C’est le cancer qui touche le plus les femmes (32% des cas), c’est aussi celui qui a l’un des meilleurs taux de survie (88%). Le cancer du sein est extrêmement répandu et nombreuses sont les femmes qui chaque année subissent une mastectomie. Une expérience que souhaite partager Ariane Bérard, ergothérapeute et biographe, qui en parle comme d’une «métamorphose», tant physique que psychique. «A l’annonce du diagnostic, cela a été comme un tsunami. J’ai été projetée dans un monde de vulnérabilité et vécu un réalignement profond.

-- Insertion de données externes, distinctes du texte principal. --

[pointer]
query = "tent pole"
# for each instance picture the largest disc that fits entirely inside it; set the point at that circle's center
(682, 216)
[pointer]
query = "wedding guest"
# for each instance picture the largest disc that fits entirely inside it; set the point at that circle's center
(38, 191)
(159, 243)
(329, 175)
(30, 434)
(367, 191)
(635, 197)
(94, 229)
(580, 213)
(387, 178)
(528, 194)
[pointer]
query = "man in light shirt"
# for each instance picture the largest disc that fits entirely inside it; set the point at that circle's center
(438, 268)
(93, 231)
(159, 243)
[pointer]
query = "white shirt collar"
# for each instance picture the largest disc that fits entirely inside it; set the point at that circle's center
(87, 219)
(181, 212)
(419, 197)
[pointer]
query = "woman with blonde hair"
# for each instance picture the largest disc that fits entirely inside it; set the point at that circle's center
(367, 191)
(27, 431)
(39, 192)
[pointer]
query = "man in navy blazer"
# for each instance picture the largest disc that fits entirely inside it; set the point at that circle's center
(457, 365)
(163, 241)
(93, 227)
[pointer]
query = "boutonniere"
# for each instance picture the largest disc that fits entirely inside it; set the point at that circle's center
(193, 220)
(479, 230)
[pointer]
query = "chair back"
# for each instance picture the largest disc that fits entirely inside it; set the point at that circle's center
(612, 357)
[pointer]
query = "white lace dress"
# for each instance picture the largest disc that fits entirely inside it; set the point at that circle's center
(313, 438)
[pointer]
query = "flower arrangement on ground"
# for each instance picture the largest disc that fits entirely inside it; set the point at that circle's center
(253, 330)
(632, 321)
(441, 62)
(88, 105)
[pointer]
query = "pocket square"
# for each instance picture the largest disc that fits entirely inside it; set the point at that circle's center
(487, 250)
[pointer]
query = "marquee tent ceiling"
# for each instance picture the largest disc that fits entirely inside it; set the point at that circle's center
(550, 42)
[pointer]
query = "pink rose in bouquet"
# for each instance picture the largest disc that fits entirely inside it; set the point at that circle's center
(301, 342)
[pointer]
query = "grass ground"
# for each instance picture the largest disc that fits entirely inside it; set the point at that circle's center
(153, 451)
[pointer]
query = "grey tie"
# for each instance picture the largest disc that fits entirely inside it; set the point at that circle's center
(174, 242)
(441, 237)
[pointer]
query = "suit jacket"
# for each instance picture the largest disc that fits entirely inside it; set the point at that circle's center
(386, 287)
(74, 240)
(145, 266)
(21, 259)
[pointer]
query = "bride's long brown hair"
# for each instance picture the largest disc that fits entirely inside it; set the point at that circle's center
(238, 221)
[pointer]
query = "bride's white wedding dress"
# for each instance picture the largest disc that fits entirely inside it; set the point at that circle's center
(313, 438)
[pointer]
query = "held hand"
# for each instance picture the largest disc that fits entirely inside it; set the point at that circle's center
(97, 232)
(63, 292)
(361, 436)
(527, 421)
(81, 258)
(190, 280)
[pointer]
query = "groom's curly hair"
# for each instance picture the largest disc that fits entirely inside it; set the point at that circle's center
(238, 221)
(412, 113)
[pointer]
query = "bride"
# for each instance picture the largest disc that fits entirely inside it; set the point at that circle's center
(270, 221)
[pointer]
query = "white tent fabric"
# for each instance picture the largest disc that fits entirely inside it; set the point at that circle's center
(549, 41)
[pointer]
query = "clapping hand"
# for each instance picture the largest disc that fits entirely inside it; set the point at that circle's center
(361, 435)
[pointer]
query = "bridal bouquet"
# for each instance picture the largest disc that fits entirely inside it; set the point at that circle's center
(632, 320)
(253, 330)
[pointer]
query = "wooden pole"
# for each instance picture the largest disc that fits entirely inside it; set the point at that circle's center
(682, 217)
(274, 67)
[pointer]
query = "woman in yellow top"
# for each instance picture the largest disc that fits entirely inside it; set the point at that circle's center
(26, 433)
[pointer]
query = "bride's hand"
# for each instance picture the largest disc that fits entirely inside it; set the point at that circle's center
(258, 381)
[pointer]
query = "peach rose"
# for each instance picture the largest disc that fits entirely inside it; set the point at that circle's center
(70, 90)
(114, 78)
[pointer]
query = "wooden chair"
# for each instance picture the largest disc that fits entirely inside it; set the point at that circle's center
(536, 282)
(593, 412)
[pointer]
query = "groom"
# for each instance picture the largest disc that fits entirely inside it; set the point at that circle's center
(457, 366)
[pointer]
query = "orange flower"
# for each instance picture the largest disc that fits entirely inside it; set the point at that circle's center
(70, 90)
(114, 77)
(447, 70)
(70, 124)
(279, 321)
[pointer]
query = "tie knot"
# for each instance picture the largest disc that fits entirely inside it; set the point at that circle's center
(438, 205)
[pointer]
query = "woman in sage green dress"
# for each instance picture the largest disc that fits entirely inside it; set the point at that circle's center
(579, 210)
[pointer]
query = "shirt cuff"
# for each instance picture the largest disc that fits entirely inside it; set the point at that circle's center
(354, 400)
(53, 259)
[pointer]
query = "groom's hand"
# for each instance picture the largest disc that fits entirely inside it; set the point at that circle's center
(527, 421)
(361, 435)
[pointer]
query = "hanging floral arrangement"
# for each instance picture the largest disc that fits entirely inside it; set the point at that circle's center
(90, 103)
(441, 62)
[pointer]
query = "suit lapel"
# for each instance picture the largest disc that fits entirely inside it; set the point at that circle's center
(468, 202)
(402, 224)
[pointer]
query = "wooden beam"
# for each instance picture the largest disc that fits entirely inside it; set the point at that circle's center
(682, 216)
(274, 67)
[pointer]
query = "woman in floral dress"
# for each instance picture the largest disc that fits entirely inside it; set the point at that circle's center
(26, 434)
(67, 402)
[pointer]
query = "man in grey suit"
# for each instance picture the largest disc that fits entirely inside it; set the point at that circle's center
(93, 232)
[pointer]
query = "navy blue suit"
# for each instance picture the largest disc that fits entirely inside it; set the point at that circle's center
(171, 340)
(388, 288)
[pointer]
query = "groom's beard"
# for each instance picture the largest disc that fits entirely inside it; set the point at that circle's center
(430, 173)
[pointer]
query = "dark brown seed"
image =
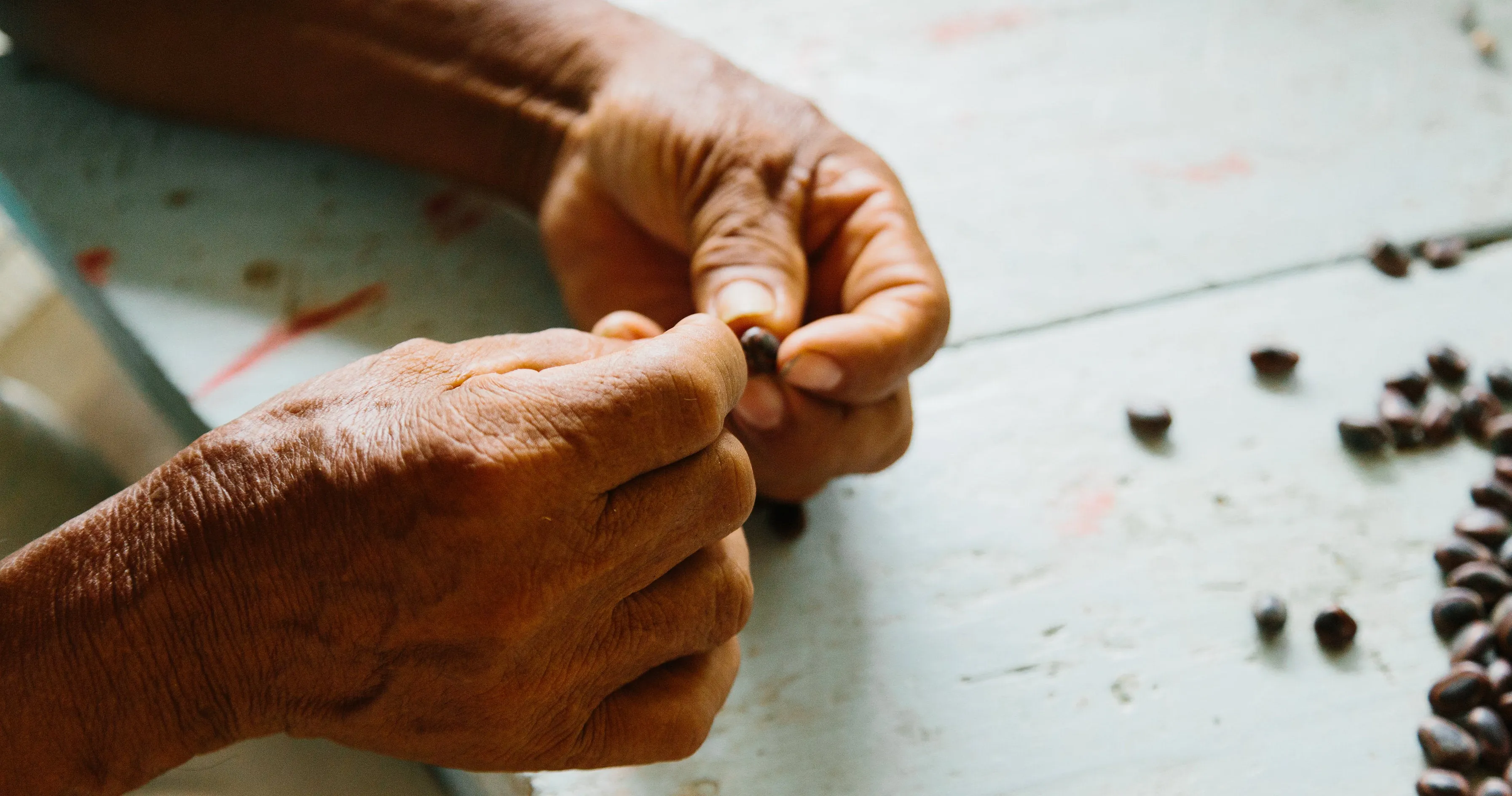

Je suis issue du domaine médico-social, j’ai tendance à vouloir faire le bien autour de moi et j’avais oublié de tenir compte de mes envies et de mes besoins.» Un changement de perspective soutenu par des experts très présents. «Au travers de tout mon parcours médical, je me suis sentie en confance et écoutée par l’équipe de professionnels, ce qui me semble essentiel sur un chemin de guérison.»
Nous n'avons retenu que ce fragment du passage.